Although that’s still too little, the time is now to ride the building progressive wave built by low-wage workers. The time is now to show the utmost solidarity in their demands for $15 and a union, and it shows that if this LA initiative gets on the ballot, it will also win.

Although we have the endorsement of the United Teachers of Los Angeles and one of the largest church coalitions, Interfaith Communities United for Justice and Peace, the County Federation of Labor and other unions have a strategy to win a higher minimum wage which is years in the making and depends on kindred relationships with political forces, the Democratic Party and negotiations with businesses — all behind closed doors and excluding the forces in our class — they are not organizing or not in unions.

Lenin warned the trade union movement about the dangers of isolating themselves and losing their potential power by not including the forces outside of the union movement: those people’s movements against police brutality or poverty or housing or equality.

It’s that “behind-closed-doors” strategy that’s discouraging union rank-and-file members from what they would naturally be doing: jumping at the opportunity to direct union dues and union power to ensure the 62,000 signatures necessary to get this on the ballot in May. After all, it was the announcement of our official ballot that spooked the mayor into proposing $13.25 by 2017, and they know that.

But we’re going to keep on reaching out to the rank and file.  We’re learning how to reach into our local communities in a deeper way to make this ballot initiative a household word. It may seem odd for us to fight so hard using the tool of bourgeois elections, but it’s really a crack in their system we’re exploiting, that we’re prying open even further to encourage the audacity to believe that workers have the right to determine the wages they make and the amount of surplus value they take.  Why leave the minimum wage up to politicians and their corporate sponsors?  We’re prying that crack open even further to encourage broader solidarity that taps into the communities that make up this growing force of low-wage workers — to allow light through to expose capitalism as a system that is unwilling to provide even the most basic necessities of life and is motivated only by profit through exploitation, police brutality as in Ferguson, East LA, Harlem, South Central. And once we bust through, baby, things ain’t never gonna be the same again.


Part of the inspiration for this ballot comes from the struggle by the Civil Rights Movement that included Dr. King’s Poor People’s Campaign. Dr.
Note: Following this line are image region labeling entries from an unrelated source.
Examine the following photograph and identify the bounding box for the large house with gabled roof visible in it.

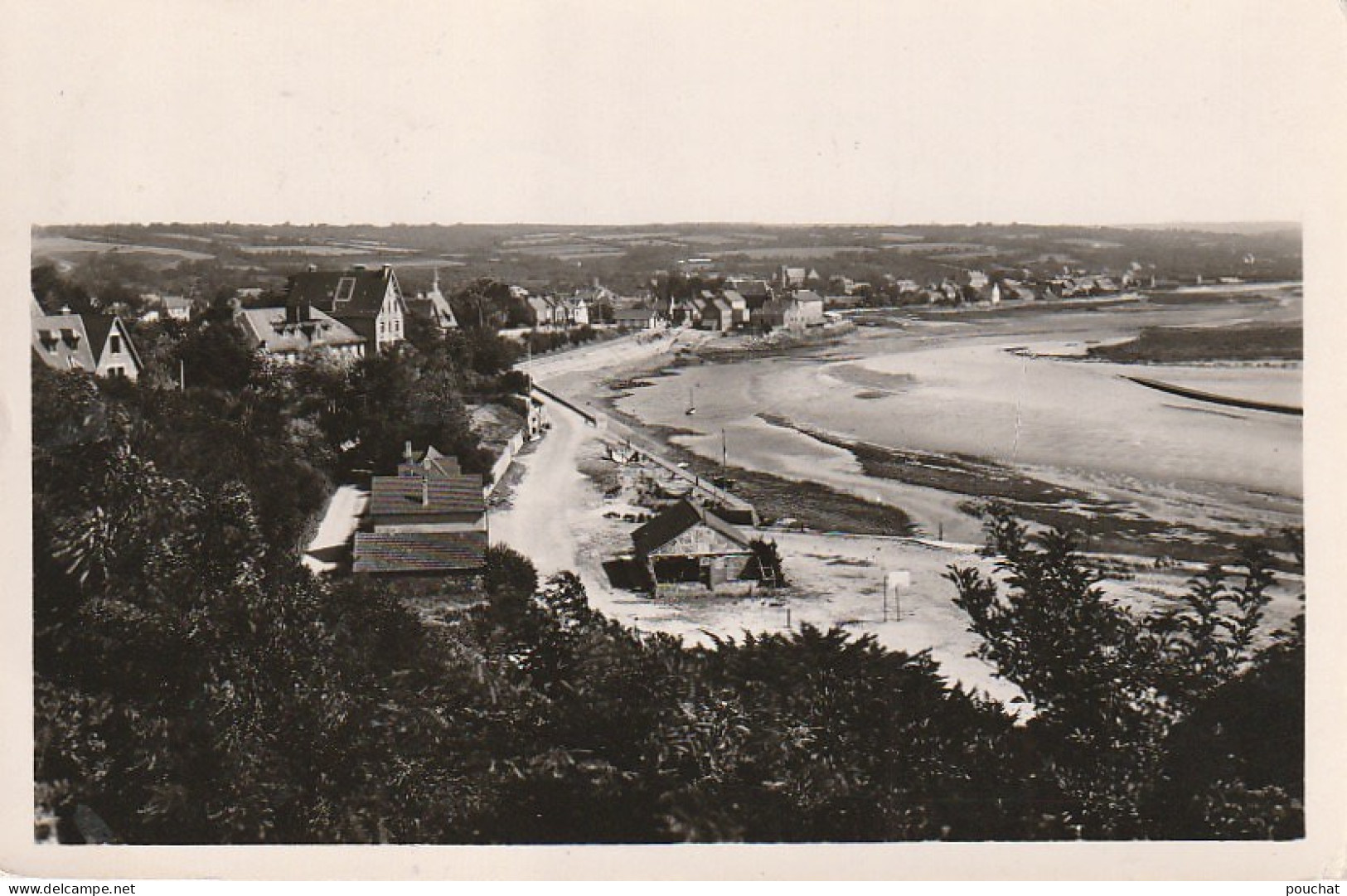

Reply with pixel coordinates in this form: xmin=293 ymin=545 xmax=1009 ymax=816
xmin=351 ymin=443 xmax=487 ymax=575
xmin=30 ymin=299 xmax=144 ymax=380
xmin=632 ymin=498 xmax=757 ymax=592
xmin=286 ymin=264 xmax=407 ymax=351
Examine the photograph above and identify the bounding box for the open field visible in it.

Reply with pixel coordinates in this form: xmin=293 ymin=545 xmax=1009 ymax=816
xmin=1088 ymin=325 xmax=1304 ymax=364
xmin=32 ymin=235 xmax=216 ymax=261
xmin=562 ymin=288 xmax=1302 ymax=560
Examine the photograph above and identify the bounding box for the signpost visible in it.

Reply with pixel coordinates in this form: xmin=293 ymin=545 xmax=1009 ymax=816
xmin=884 ymin=570 xmax=912 ymax=622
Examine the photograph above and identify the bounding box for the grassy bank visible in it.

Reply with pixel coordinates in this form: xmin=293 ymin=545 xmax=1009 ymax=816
xmin=598 ymin=394 xmax=916 ymax=535
xmin=758 ymin=414 xmax=1282 ymax=563
xmin=1088 ymin=325 xmax=1304 ymax=364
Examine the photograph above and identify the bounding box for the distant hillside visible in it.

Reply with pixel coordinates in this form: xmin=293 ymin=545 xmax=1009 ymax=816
xmin=32 ymin=222 xmax=1301 ymax=296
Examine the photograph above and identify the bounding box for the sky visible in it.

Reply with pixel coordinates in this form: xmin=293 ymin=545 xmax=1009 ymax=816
xmin=0 ymin=0 xmax=1347 ymax=224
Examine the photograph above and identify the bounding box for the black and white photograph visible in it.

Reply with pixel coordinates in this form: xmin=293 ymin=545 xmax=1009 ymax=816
xmin=0 ymin=0 xmax=1347 ymax=879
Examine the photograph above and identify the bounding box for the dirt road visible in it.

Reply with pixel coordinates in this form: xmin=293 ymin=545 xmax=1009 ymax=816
xmin=491 ymin=401 xmax=597 ymax=577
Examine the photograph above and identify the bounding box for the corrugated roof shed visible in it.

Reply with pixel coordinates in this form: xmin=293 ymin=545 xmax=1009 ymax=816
xmin=351 ymin=532 xmax=487 ymax=573
xmin=369 ymin=474 xmax=487 ymax=516
xmin=286 ymin=267 xmax=405 ymax=318
xmin=632 ymin=498 xmax=749 ymax=554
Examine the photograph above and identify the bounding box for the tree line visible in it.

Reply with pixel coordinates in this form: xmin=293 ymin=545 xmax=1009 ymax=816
xmin=32 ymin=264 xmax=1304 ymax=844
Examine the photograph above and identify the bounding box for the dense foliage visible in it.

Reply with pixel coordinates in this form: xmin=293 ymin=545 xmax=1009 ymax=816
xmin=948 ymin=506 xmax=1304 ymax=840
xmin=32 ymin=259 xmax=1304 ymax=844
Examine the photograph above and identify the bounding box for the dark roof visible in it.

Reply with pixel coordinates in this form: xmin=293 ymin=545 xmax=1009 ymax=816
xmin=30 ymin=314 xmax=144 ymax=373
xmin=353 ymin=532 xmax=487 ymax=573
xmin=369 ymin=474 xmax=487 ymax=516
xmin=632 ymin=498 xmax=749 ymax=554
xmin=286 ymin=268 xmax=405 ymax=318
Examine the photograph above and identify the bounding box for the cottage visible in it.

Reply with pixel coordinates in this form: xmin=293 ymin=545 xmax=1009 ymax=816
xmin=720 ymin=289 xmax=749 ymax=326
xmin=692 ymin=289 xmax=734 ymax=333
xmin=524 ymin=293 xmax=556 ymax=327
xmin=754 ymin=289 xmax=825 ymax=332
xmin=353 ymin=443 xmax=487 ymax=575
xmin=286 ymin=264 xmax=407 ymax=351
xmin=235 ymin=302 xmax=365 ymax=364
xmin=30 ymin=299 xmax=144 ymax=380
xmin=613 ymin=306 xmax=660 ymax=330
xmin=566 ymin=295 xmax=590 ymax=326
xmin=407 ymin=268 xmax=458 ymax=332
xmin=632 ymin=498 xmax=757 ymax=590
xmin=776 ymin=264 xmax=821 ymax=289
xmin=724 ymin=278 xmax=772 ymax=312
King wanted to raise the minimum wage to $2, that would come to $15.57 today.


I would like to propose that we build upon that during the King celebration in LA in January, where 100,000 people will be marching to honor Dr. King.

There are 4 million people in the city of LA. If we start an appeal to win $15 an hour and the building of a workers’ assembly, that would put workers’ issues at the forefront in LA.
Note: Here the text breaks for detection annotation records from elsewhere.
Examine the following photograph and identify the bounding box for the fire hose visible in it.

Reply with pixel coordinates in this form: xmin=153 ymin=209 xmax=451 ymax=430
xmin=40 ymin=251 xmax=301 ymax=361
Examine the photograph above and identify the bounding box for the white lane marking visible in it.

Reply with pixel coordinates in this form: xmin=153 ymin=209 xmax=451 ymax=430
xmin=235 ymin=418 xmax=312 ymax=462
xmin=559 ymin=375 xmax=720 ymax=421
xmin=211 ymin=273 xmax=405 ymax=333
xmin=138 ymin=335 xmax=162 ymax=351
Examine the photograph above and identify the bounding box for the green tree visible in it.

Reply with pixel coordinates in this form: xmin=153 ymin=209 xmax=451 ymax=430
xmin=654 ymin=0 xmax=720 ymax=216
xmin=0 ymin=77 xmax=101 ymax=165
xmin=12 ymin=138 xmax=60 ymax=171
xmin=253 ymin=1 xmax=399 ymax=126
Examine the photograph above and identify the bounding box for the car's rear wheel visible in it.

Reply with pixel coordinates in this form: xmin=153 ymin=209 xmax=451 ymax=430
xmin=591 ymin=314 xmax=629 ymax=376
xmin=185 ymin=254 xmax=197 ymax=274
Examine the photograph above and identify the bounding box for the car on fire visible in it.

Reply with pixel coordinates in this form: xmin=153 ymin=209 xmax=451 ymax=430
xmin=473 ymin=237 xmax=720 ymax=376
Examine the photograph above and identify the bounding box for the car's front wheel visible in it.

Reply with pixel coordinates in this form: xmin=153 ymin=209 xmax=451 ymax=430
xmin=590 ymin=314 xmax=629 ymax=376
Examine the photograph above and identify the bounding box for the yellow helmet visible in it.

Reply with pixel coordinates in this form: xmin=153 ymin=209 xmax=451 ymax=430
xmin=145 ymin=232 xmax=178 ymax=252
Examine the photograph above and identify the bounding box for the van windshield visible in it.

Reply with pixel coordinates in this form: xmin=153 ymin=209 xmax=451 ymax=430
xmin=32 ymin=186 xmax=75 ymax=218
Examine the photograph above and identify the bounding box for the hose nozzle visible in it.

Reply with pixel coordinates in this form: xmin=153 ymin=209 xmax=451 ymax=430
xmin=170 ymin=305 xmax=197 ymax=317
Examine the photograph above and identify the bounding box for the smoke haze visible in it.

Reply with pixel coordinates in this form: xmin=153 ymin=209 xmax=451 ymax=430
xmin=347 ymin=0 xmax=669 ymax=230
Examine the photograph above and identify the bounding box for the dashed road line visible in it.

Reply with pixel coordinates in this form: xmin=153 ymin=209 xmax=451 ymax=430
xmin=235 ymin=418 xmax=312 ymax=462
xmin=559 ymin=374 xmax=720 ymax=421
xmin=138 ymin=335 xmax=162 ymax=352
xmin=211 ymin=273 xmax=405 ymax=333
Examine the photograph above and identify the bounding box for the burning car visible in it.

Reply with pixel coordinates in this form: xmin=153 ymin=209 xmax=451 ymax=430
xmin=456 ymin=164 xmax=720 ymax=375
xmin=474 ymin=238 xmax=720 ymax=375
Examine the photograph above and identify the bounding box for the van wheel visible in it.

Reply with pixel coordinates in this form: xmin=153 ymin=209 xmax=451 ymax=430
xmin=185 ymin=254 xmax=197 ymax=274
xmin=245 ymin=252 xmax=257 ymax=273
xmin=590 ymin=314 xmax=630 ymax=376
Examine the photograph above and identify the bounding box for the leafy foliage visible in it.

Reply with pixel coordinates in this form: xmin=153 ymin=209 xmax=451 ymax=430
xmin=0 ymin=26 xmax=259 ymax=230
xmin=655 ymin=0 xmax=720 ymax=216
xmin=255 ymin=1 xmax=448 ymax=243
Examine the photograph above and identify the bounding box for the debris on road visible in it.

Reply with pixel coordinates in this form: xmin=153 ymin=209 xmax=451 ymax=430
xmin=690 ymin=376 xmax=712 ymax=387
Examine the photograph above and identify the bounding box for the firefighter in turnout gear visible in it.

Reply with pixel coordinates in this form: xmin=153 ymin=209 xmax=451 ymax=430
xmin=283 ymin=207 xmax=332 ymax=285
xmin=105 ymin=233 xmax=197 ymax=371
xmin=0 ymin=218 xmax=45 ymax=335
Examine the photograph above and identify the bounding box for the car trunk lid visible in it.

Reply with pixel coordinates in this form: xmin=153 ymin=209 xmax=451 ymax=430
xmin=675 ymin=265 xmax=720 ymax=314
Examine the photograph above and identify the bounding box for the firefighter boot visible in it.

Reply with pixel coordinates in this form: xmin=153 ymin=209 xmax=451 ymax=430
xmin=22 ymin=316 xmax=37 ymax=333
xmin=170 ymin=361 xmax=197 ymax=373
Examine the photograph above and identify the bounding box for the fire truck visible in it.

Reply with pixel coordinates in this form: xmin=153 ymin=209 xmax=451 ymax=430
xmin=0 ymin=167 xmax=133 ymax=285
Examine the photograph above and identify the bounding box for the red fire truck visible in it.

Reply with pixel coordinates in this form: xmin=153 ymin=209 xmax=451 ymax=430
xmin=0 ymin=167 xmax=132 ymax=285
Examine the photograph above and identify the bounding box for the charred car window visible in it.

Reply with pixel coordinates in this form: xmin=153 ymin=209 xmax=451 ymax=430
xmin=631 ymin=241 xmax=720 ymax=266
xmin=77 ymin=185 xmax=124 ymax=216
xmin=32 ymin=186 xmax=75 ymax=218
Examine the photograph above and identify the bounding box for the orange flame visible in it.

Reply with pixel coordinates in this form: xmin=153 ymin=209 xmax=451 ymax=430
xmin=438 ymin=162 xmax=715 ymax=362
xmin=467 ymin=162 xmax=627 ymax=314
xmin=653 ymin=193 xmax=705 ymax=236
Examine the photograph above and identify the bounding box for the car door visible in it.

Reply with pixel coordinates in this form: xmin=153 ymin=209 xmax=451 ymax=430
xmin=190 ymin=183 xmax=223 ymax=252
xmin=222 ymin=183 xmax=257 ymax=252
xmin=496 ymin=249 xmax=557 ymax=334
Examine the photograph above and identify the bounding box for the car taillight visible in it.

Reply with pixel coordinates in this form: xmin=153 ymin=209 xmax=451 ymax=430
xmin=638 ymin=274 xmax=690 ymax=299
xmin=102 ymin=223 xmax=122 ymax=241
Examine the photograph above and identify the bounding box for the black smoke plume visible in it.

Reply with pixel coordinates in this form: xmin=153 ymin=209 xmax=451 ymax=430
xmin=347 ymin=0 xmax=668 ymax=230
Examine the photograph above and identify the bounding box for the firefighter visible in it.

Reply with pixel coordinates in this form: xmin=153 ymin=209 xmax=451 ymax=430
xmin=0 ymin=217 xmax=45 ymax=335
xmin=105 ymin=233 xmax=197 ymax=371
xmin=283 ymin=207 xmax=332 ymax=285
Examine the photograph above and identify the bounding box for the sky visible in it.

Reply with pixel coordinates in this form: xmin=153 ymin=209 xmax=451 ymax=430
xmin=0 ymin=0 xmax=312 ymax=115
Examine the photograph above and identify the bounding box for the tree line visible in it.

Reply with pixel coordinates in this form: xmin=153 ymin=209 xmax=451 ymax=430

If we reach out to every neighborhood block club in South Central and East LA, every church, college campus and high school, and make this campaign viral with the help of our allies and rank-and-file union members and social media, can’t we get just 1,000 people to come to the King march and spend just a few hours getting 100 signatures each?

I think we can, and our Party can help make that happen. Let’s give it a shot — and even if we miss our target by a little, imagine how spooked we will have made the powers that be and how credible, attractive and established the LA Workers’ Assembly will appear to low-wage workers and our class in general and how much more capable we will be in fighting the state’s economic and military police wars against our communities.